They gathered for a "Vigil on Behalf of Missing and Murdered Indigenous Women," held in front of the university's Payne Family Native American Center. Native women face a far higher risk of violence than their non-native counterparts.

This grim trend has gone on for decades, said one of the speakers, Mary Jane Charlo, before the vigil.

“These kinds of things have been happening even when I was a small child, but for some reason they were never reported,” said Charlo, a member of the Confederated Salish and Kootenai Tribes’ Selis-Qlispe Culture Committee. “There’s a lot more awareness of it today, but now we just need legislation” on the issue.

Awareness of kidnappings and murders in Indian Country — and the need for policies to stem them — has grown in recent years. The disappearance of Ashley HeavyRunner Loring from the Blackfeet Reservation was among those shared at a Senate Committee on Indian Affairs hearing in December.

Saturday’s event aimed to continue that trend and channel that awareness into action. The event facilitator, Lauren Small Rodriguez of the Northern Cheyenne tribe, explained in an email that “a group of Native women united to bring attention to this issue because it affects our families and we need our voices to be heard.”

The vigil, she noted, was the first completely Native American-led event in Montana. The event was sponsored by the Native American Law Students Association and supported by the Confederated Salish and Kootenai Tribes and several student groups and nonprofits (while it took place on the same day as this year’s Women’s March, it is not affiliated with that movement).

At the outset of the rally, as Theda New Breast held up a poster board with dozens of missing and murdered Native Americans, Small Rodriguez told the audience “it is not only a moment of awareness. This is an (educational) moment. This is a moment where everyone will hear all of these stories, will hear policy, and it is up to you with what you choose to do to help stop this crisis.”

The guests rounded the oval in silence, holding candles. Then, they stood in the drizzle for hours as family members of Loring and other women from throughout Montana recalled long, agonized searches, and police departments that showed little interest in their plight. They also discussed the need for greater resources, data and protocols for handling missing-persons cases in Indian Country.

Detective Guy Baker with the Missoula Police Department gave an update on one of these cases: Jermain Charlo, a 23-year-old Dixon woman who vanished last June.
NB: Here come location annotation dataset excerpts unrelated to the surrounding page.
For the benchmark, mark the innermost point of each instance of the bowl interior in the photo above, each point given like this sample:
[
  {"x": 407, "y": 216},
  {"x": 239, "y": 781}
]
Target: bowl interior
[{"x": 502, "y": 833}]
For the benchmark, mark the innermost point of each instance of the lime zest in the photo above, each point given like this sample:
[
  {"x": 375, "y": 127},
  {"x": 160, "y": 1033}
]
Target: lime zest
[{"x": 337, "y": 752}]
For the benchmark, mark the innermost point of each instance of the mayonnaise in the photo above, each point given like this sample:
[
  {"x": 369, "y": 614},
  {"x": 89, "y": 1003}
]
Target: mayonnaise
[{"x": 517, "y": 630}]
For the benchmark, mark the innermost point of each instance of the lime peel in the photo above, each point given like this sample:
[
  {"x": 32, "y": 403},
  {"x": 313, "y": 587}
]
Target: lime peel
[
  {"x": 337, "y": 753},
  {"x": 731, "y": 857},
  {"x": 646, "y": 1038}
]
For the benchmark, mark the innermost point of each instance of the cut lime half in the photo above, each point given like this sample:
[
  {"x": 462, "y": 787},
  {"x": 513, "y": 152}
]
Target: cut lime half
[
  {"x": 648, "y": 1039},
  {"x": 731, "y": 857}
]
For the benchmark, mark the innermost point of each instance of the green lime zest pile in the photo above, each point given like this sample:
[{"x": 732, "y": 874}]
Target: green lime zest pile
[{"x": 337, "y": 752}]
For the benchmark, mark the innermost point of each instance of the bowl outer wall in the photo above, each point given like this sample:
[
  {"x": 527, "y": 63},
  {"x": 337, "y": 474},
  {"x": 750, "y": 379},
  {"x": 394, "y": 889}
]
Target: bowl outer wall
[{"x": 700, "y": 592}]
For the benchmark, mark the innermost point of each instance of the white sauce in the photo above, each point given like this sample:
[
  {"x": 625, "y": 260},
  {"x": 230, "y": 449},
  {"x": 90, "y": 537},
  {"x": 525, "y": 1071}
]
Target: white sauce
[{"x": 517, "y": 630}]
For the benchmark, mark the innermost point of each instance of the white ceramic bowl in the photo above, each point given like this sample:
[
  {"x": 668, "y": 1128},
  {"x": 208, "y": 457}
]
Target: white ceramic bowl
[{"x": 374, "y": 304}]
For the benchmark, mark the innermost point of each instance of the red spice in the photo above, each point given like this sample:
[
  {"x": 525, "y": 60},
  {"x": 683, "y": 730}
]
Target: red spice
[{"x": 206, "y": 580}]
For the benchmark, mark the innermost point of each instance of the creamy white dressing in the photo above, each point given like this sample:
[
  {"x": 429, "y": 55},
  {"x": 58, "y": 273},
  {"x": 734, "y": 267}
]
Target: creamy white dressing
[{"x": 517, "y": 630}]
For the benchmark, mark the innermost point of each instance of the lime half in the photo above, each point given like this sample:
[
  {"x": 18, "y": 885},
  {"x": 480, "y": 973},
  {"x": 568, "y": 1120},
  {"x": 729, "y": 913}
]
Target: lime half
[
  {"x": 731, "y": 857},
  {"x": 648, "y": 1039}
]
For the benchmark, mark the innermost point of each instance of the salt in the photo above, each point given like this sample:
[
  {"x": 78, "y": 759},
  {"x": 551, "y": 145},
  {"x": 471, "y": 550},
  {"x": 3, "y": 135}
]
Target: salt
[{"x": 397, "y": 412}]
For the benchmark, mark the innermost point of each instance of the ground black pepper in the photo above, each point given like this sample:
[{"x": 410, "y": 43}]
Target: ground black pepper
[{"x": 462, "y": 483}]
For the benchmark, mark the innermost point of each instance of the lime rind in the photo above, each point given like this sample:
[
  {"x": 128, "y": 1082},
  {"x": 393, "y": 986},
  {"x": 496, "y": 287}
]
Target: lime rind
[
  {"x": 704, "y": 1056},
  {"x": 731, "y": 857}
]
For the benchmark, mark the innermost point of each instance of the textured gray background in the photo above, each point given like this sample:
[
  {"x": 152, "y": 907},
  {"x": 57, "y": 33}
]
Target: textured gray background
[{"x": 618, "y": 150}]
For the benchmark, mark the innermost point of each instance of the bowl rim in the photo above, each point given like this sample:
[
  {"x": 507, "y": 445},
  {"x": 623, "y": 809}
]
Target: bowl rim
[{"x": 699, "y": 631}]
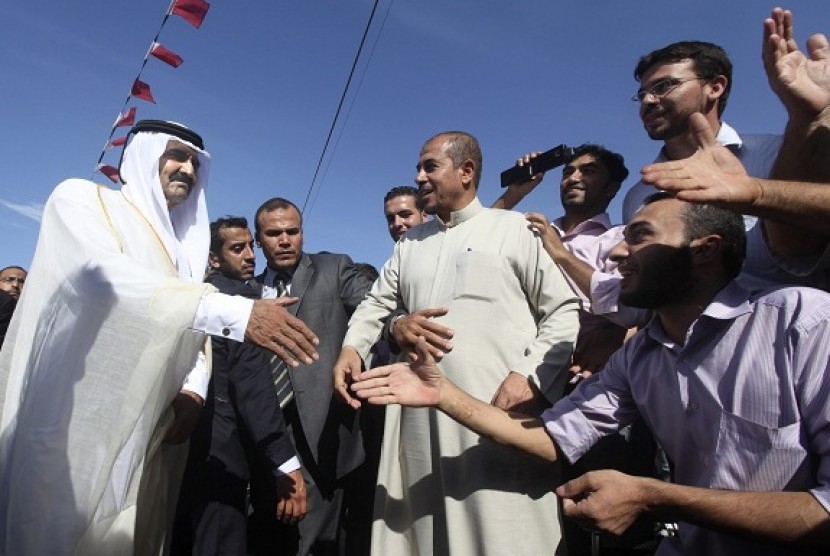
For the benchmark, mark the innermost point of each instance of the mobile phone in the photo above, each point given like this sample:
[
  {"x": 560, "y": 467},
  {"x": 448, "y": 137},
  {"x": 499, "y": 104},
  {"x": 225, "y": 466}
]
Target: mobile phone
[{"x": 548, "y": 160}]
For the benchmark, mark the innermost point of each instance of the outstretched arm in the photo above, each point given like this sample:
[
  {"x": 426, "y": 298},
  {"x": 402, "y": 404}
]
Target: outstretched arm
[
  {"x": 422, "y": 384},
  {"x": 802, "y": 82},
  {"x": 610, "y": 501},
  {"x": 714, "y": 175}
]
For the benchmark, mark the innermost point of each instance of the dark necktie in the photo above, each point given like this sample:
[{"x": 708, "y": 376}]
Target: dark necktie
[{"x": 279, "y": 369}]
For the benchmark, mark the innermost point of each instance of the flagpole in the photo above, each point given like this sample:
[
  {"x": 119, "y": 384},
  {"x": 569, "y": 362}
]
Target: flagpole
[{"x": 130, "y": 94}]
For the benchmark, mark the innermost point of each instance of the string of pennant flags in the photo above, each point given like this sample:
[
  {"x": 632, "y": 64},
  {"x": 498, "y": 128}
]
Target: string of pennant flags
[{"x": 192, "y": 11}]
He said that MPD, along with other local, tribal and federal agencies, had expended over 2,000 man-hours in the search, and that “we have expended a ton of resources — local, state and federal — to find her.”

But he also acknowledged the frustrations with law enforcement often raised with this issue.

“That law enforcement does not respond” swiftly in a missing-persons case, he said, “just baffles me.” Baker voiced hope that by working together more closely, law enforcement and tribal communities would be “successful in eradicating the apathy” that’s accompanied these cases.

Speakers repeatedly voiced hope that Montana lawmakers would act this session by passing Hanna’s Act. Introduced by Rep. Rae Peppers, D-Lame Deer, and named for Hanna Harris, found dead in 2013 on the Northern Cheyenne reservation, it would authorize the Montana Department of Justice to assist with all missing persons investigations, and create and fund a missing persons specialist within the department.

“I just want a process where it’s not going to take this long” for authorities to take action, said Paula Castro-Stopps, whose daughter, Henny Scott, was found dead on the Northern Cheyenne reservation last month. “That’s why I support the act …That is that process.”

As policy-makers debate these and other measures, vigil attendee Emerine Kenote said knowledge of the issue itself was vital. A member of the Prairie Band Potawatomi, Menominee and Salish tribes, she said “I would like to sit there and be more aware…[to see] people take a stand.”

She was joined by Bridget Gibbons, a University of Montana graduate student whose sign said “Allies like me MUST do better!” A non-tribal member, she said that “even though it might not be in my community, I need to inform myself, I need to volunteer, I need to elect officials [to take action on] this issue.”

“There are still things I can do,” she said.